A common variant within the FLT1 gene is associated with sepsis-associated ARDS. Our findings support a role for the vascular endothelial growth factor signalling pathway in ARDS pathogenesis and identify VEGFR-1 as a potential therapeutic target.
Instituto de Salud Carlos III, European Regional Development Funds, Instituto Tecnológico y de Energías Renovables.
急性呼吸窘迫综合征(ARDS)是一种主要由脓毒症引起的肺部炎症过程。大多数先前确定 ARDS 遗传风险的研究都集中在具有生物学相关性的候选基因上。我们旨在确定与 ARDS 易感性相关的新型遗传变异,并提供其在基因调控中作用的补充功能证据。
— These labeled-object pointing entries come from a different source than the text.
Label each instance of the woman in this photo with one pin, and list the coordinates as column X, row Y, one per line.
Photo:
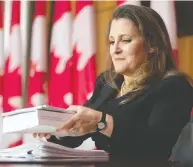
column 141, row 103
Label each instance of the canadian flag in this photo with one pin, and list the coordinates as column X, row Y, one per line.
column 166, row 10
column 38, row 57
column 84, row 50
column 1, row 56
column 12, row 74
column 60, row 73
column 132, row 2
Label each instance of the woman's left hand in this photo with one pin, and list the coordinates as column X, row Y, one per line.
column 83, row 122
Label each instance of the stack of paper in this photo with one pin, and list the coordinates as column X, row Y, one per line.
column 42, row 150
column 35, row 119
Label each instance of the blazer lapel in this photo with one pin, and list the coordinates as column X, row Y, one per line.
column 105, row 93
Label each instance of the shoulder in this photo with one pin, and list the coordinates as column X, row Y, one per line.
column 175, row 83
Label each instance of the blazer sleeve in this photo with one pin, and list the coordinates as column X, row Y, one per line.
column 70, row 141
column 169, row 114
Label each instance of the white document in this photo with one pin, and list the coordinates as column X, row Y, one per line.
column 38, row 119
column 41, row 150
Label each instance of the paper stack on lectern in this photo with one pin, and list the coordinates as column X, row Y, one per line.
column 38, row 119
column 46, row 151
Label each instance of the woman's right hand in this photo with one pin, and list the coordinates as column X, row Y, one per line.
column 41, row 135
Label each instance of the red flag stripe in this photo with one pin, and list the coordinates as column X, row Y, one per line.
column 81, row 4
column 59, row 8
column 1, row 14
column 40, row 8
column 60, row 56
column 38, row 59
column 15, row 17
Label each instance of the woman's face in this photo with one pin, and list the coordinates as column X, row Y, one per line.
column 126, row 46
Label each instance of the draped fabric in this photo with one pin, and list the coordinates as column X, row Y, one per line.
column 60, row 71
column 12, row 90
column 38, row 57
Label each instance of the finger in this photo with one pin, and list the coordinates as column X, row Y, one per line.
column 47, row 136
column 34, row 135
column 65, row 126
column 72, row 107
column 41, row 135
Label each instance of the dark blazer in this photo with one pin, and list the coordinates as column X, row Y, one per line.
column 147, row 126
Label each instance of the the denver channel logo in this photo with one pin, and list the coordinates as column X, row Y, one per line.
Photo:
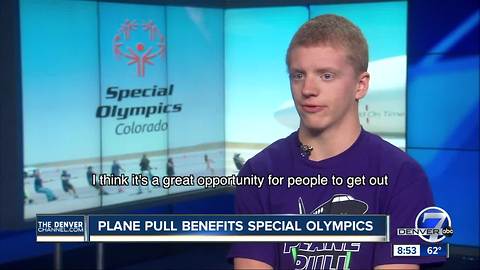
column 139, row 46
column 432, row 224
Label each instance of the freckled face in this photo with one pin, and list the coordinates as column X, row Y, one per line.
column 323, row 84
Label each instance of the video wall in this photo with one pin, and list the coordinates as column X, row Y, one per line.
column 128, row 88
column 117, row 89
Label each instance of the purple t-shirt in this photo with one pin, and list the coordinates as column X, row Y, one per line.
column 406, row 194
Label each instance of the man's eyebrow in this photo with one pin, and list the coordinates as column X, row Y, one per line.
column 327, row 69
column 295, row 70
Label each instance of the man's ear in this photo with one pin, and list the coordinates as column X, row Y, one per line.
column 362, row 85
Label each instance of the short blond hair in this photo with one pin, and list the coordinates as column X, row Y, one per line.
column 333, row 30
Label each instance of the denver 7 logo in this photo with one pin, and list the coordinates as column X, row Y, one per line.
column 433, row 218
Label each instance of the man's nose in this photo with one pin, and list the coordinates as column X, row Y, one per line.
column 310, row 87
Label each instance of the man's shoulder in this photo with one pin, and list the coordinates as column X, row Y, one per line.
column 388, row 154
column 273, row 155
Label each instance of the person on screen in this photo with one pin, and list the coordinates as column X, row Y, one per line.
column 208, row 163
column 116, row 169
column 145, row 170
column 90, row 174
column 170, row 167
column 39, row 188
column 327, row 62
column 66, row 185
column 238, row 160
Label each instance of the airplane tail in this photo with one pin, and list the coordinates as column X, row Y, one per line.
column 301, row 207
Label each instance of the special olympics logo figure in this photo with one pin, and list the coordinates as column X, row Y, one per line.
column 140, row 53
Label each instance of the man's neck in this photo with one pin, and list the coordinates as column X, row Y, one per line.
column 329, row 142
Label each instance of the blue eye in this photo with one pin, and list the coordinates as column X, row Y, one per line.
column 297, row 76
column 328, row 76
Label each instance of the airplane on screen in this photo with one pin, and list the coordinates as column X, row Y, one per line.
column 382, row 110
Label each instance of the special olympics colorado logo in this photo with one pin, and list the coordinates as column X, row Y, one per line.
column 139, row 43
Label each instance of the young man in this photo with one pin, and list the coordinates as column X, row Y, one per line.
column 327, row 62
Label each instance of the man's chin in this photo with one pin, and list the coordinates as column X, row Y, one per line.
column 312, row 127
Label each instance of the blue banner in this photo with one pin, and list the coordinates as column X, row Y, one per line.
column 61, row 228
column 231, row 228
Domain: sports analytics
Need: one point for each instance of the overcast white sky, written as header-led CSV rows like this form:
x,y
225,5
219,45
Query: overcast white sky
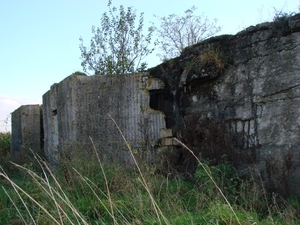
x,y
39,41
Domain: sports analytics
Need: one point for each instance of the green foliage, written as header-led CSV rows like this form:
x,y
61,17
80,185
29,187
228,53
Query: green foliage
x,y
178,32
79,73
224,175
281,22
119,44
102,192
5,143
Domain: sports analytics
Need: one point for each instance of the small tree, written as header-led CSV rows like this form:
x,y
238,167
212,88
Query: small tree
x,y
118,45
177,32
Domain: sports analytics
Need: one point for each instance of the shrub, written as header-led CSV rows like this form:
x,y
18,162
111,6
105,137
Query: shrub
x,y
5,143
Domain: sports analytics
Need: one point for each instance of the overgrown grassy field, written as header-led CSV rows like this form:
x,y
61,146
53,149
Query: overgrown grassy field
x,y
88,189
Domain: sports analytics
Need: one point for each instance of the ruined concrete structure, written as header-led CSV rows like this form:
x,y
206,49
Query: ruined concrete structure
x,y
82,107
250,82
27,132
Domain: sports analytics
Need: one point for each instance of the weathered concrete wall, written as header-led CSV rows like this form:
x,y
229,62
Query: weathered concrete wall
x,y
257,94
79,107
249,81
26,129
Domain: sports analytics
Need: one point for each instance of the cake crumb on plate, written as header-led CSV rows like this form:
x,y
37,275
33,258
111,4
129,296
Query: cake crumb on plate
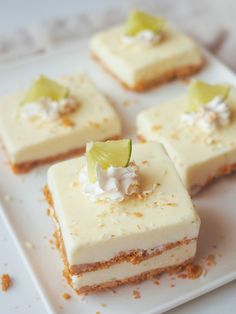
x,y
6,282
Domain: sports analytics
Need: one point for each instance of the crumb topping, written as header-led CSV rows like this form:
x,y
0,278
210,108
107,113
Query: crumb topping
x,y
66,296
211,260
136,294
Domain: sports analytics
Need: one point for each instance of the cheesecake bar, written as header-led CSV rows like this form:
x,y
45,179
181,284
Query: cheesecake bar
x,y
33,135
107,244
198,145
140,66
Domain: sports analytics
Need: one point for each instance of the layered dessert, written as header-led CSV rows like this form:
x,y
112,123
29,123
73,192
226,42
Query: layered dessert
x,y
198,131
145,52
121,217
54,119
我们对 1935 名欧洲个体进行了病例对照全基因组关联研究(GWAS),将脓毒症相关 ARDS 患者作为病例,将脓毒症无 ARDS 患者作为对照。发现阶段包括 2002 年 1 月至 2017 年 1 月期间在西班牙重症监护室网络中入院的 672 名患者。复制阶段包括来自 MESSI 队列研究(2008 年 9 月 22 日至 2017 年 11 月 30 日;美国)和 VISEP(2003 年 4 月 1 日至 2005 年 6 月 30 日)和 MAXSEP(2007 年 10 月 1 日至 2010 年 3 月 31 日)SepNet 研究的两个独立数据集的 1345 名个体。发现和复制阶段的结果进行了荟萃分析,以确定关联信号。然后,我们使用肺活检的 RNA 测序数据、计算机分析和荧光素酶报告基因测定来评估相关变异的功能。
我们确定了一个与脓毒症相关 ARDS 易感性相关的新的全基因组显著关联(rs9508032,比值比[OR]0.61,95%置信区间[CI]0.41-0.91,p=5.18×10),位于 Fms 相关酪氨酸激酶 1(FLT1)基因内,该基因编码血管内皮生长因子受体 1(VEGFR-1)。包含哨兵变异及其最佳近缘物的区域充当 FLT1 启动子的沉默子,并且在 ARDS 中具有保护作用的等位基因进一步降低了启动子活性(p=0.0047)。对所有先前描述的 ARDS 基因的文献挖掘验证了血管内皮生长因子 A(VEGFA;OR 0.55,95%CI 0.41-0.73;p=4.69×10)的关联。
FLT1 基因内的常见变异与脓毒症相关 ARDS 相关。我们的研究结果支持血管内皮生长因子信号通路在 ARDS 发病机制中的作用,并确定 VEGFR-1 可能是一个潜在的治疗靶点。
西班牙卡洛斯三世健康研究所、欧洲区域发展基金、能源和可再生技术研究所。